Ellen Sulley Fray (December 2, 1832 – 1903) was a British-born American social reformer. She formed suffrage clubs in several different states and in Canada, and became one of the district presidents of the Ohio Women's Suffrage Association.

==Early years and education==
Ellen Sulley was born in the parish of Calverton, Nottinghamshire, England, December 2, 1832. She was descended from Huguenot and Danish ancestors. Her mother was a near relative of Lord Denman, Chief Justice of England. Her father was Richard Sulley. who married Elizabeth Denman in 1827, and of their six children, Fray was the third daughter. Her father was a well-known writer upon social and economical questions, and had distinguished himself at the time of the repeal of the Corn Laws in England. When she was but a child, Mr. Sulley moved with his family to the United States, and after some years located in Rochester, New York.

During the early years of her life, while they were traveling from place to place, opportunities for education were limited so lar as books were concerned. Her father thought that it mattered little, as all that girls needed was to write and read, with a little knowledge of arithmetic added. Fray became a reader and a student of history. As a young girl, Fray heard such subjects discussed constantly and became deeply interested in all reforms of the day.

==Career==
In 1848, she first became roused upon the question of woman suffrage, through attendance upon a convention held in Rochester and presided over by Abigail Bush, with Lucretia Mott, Elizabeth Cady Stanton, and others of the earlier agitators as speakers. That marked an epoch in her life. She had learned of woman's inferiority through the religious instruction which she had received, but henceforth she felt that something in it was wrong.
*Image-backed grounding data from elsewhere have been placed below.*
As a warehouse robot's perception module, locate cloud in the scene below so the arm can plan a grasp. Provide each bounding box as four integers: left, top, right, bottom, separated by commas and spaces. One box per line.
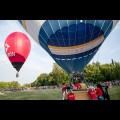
0, 55, 10, 65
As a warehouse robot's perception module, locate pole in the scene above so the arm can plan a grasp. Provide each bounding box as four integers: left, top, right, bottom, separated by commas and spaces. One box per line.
70, 71, 75, 89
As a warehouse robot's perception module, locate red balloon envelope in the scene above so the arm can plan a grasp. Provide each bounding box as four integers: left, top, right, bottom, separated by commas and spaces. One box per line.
4, 32, 31, 76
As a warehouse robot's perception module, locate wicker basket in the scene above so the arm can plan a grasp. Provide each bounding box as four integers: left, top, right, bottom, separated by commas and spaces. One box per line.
73, 90, 91, 100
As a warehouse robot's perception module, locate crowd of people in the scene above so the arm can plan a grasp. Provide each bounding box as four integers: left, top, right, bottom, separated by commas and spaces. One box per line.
2, 85, 62, 93
111, 80, 120, 85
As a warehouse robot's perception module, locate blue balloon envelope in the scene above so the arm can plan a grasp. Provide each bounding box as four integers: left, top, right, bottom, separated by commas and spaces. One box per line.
19, 20, 119, 74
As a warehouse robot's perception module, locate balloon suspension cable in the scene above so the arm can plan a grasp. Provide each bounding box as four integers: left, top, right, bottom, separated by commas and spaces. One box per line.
82, 72, 88, 88
97, 49, 99, 63
16, 72, 19, 77
96, 49, 100, 76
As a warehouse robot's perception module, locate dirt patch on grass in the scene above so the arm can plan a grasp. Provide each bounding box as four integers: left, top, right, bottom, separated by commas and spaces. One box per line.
0, 92, 4, 95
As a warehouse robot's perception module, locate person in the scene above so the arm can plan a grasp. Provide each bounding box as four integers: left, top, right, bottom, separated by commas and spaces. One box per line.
88, 86, 97, 100
74, 81, 81, 89
80, 80, 87, 89
62, 84, 67, 94
109, 81, 112, 88
71, 81, 81, 90
61, 84, 67, 100
95, 84, 104, 100
62, 83, 71, 100
101, 82, 106, 100
66, 89, 76, 100
102, 82, 110, 100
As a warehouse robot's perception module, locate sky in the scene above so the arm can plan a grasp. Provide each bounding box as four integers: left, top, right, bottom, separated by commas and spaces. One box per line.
0, 20, 120, 85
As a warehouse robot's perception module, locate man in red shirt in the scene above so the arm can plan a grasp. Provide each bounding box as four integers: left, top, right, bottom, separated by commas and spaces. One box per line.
66, 89, 76, 100
95, 84, 104, 100
74, 81, 81, 90
88, 87, 97, 100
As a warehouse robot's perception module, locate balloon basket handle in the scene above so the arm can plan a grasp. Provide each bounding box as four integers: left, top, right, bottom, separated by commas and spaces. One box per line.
16, 72, 19, 77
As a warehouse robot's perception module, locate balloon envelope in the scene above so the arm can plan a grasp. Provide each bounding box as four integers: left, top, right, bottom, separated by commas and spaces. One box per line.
19, 20, 119, 74
4, 32, 31, 72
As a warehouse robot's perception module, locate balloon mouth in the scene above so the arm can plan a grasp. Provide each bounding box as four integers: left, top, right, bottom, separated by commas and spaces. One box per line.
12, 62, 24, 72
48, 23, 104, 47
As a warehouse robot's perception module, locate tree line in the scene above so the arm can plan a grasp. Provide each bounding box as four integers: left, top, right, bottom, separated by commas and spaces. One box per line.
84, 61, 120, 83
0, 81, 31, 91
31, 61, 120, 87
1, 61, 120, 90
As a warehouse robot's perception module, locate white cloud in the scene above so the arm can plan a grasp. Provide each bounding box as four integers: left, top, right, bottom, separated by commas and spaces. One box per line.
0, 55, 10, 65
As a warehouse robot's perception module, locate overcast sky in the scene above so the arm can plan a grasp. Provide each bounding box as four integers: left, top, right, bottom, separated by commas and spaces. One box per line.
0, 20, 120, 85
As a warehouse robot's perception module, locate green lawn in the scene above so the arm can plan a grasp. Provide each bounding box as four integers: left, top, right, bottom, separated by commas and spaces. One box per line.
108, 85, 120, 100
0, 86, 120, 100
0, 89, 62, 100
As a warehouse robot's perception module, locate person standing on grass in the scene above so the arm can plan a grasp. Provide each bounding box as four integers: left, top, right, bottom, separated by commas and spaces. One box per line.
66, 89, 76, 100
62, 83, 71, 100
62, 83, 67, 100
103, 82, 110, 100
95, 84, 104, 100
88, 86, 97, 100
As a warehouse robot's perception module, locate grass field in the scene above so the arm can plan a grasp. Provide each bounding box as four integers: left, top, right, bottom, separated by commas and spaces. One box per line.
0, 86, 120, 100
0, 89, 62, 100
108, 86, 120, 100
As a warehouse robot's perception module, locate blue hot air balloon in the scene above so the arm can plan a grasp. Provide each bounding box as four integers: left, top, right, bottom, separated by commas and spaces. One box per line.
19, 20, 119, 74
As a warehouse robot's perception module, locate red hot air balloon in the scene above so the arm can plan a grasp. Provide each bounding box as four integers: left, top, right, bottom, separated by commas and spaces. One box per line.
4, 32, 31, 77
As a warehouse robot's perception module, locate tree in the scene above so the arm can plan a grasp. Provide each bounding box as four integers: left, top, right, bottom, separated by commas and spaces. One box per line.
22, 83, 31, 88
31, 63, 70, 86
34, 73, 49, 86
51, 63, 70, 86
10, 81, 21, 88
31, 61, 120, 86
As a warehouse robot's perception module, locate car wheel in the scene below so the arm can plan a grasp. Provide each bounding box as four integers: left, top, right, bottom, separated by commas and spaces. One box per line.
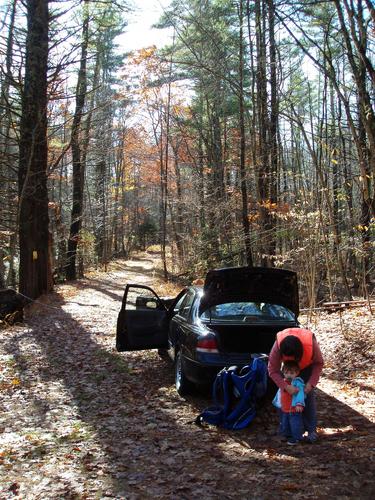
175, 350, 194, 396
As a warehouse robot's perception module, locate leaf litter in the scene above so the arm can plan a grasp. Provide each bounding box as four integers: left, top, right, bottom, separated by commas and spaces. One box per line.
0, 252, 374, 499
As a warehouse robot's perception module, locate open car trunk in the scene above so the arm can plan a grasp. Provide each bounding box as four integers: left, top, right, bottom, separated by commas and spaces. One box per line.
211, 324, 291, 354
200, 267, 299, 317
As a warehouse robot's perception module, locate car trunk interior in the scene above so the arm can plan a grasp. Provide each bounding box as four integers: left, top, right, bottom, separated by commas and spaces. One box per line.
212, 324, 289, 354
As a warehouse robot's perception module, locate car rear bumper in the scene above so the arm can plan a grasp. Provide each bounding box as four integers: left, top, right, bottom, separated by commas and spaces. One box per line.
182, 355, 221, 386
182, 352, 268, 386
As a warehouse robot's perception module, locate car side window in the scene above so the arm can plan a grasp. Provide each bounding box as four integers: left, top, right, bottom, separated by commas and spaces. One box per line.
178, 291, 195, 319
174, 293, 186, 313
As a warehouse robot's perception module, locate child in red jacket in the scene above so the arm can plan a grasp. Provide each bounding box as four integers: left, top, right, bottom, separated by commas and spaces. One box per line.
278, 360, 305, 445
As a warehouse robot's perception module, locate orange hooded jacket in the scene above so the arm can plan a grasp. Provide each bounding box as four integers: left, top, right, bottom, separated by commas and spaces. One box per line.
276, 328, 313, 370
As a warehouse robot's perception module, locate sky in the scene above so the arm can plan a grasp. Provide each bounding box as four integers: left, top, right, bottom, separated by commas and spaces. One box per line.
118, 0, 317, 80
119, 0, 173, 53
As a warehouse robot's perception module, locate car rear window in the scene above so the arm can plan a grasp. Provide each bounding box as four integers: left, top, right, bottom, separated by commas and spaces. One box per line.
200, 302, 295, 322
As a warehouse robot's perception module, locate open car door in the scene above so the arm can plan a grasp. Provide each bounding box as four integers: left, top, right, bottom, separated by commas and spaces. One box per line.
116, 284, 169, 352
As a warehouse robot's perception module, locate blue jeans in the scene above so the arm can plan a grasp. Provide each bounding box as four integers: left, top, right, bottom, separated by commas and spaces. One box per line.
303, 389, 317, 434
281, 411, 303, 441
279, 390, 317, 438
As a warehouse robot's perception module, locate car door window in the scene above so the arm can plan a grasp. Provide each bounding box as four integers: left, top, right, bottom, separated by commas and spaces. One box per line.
125, 286, 164, 311
178, 291, 195, 319
174, 293, 187, 313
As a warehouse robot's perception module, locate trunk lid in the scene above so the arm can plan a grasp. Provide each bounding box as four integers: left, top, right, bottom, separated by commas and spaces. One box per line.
199, 266, 299, 316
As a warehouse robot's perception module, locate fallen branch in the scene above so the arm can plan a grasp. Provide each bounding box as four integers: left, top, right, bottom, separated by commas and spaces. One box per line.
301, 299, 375, 314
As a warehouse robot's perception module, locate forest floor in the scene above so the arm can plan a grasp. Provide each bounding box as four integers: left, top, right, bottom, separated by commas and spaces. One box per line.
1, 252, 375, 500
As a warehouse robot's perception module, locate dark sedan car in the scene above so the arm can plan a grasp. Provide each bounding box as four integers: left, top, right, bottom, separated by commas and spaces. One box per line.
116, 266, 299, 395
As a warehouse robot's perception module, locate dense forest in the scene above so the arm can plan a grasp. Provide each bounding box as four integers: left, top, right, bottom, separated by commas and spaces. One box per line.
0, 0, 374, 306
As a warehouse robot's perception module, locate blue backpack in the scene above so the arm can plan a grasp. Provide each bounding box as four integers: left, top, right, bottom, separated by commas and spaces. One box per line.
195, 356, 268, 430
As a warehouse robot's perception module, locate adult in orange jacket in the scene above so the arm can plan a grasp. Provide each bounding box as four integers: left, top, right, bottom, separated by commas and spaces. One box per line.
268, 328, 324, 442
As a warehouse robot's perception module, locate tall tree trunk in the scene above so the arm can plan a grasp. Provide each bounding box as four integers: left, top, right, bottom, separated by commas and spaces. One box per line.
18, 0, 51, 299
1, 0, 17, 287
66, 5, 89, 280
238, 0, 253, 266
255, 0, 270, 266
172, 144, 184, 266
160, 40, 174, 280
160, 122, 169, 277
246, 0, 258, 191
95, 159, 107, 264
266, 0, 278, 263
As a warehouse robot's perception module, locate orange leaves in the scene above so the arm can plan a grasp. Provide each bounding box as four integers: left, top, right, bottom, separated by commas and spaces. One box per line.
258, 199, 291, 214
131, 46, 157, 65
260, 199, 278, 212
248, 213, 259, 222
247, 201, 291, 224
120, 126, 159, 191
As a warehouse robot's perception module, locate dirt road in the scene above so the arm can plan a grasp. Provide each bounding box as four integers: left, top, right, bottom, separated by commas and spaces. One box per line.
1, 253, 374, 499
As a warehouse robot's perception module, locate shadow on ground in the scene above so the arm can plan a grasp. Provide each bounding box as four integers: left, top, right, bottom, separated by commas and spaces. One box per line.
4, 291, 271, 498
3, 260, 375, 498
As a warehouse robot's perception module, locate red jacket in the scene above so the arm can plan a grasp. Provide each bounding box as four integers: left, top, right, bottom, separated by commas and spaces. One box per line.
280, 379, 305, 412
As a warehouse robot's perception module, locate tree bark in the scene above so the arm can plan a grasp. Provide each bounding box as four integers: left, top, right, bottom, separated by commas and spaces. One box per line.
18, 0, 51, 299
266, 0, 278, 263
1, 0, 17, 287
238, 0, 253, 266
66, 5, 89, 280
255, 0, 271, 266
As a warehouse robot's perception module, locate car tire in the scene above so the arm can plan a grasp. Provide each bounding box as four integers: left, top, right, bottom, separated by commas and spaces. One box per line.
175, 350, 194, 396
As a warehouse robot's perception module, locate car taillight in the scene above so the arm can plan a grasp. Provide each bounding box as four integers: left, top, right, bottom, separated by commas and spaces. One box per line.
196, 337, 219, 353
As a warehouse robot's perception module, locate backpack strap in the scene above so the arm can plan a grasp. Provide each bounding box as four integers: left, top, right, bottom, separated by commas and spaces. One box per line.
195, 366, 235, 428
194, 405, 225, 427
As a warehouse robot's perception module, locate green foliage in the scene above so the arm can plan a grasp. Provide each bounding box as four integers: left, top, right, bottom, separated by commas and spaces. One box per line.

She was advised by her Sunday School teacher carefully to study and compare passages in the Old and New Testaments. That she did thoroughly, and became satisfied that Christ nowhere made any difference between the sexes. Henceforth, her work lay in the direction thus given, and she labored to promote political equality for woman and to advance her rights in the industrial fields.

She formed suffrage clubs in several different States and in Canada, and was repeatedly a delegate to National councils, giving her time and money for the cause. In 1886, Fray entered into a political canvass in Rochester to put a woman upon the board of managers of the State Industrial School; with Mary Stafford Anthony, she worked for three weeks and gained the victory. She went on to become one of the district presidents of the Ohio Woman's Suffrage Association and a prominent member of several of the leading clubs -literary, social and economic- in Toledo. Fray was a member of the Lucas County Board of Visitors to Charitable and Correctional Institutions, and served as president of the Lucas County Woman Suffrage Association.

==Personal life==
In 1853, she married Frank M. Fray, and they made their home in Fort Wayne, Indiana, before moving to Toledo, Ohio in 1870. It was a happy union, lasting for twenty years, until the death of Mr. Fray. Her two children died in childhood, leaving her alone and free to devote herself to those things which she felt were of a character to help humanity. She died in 1903.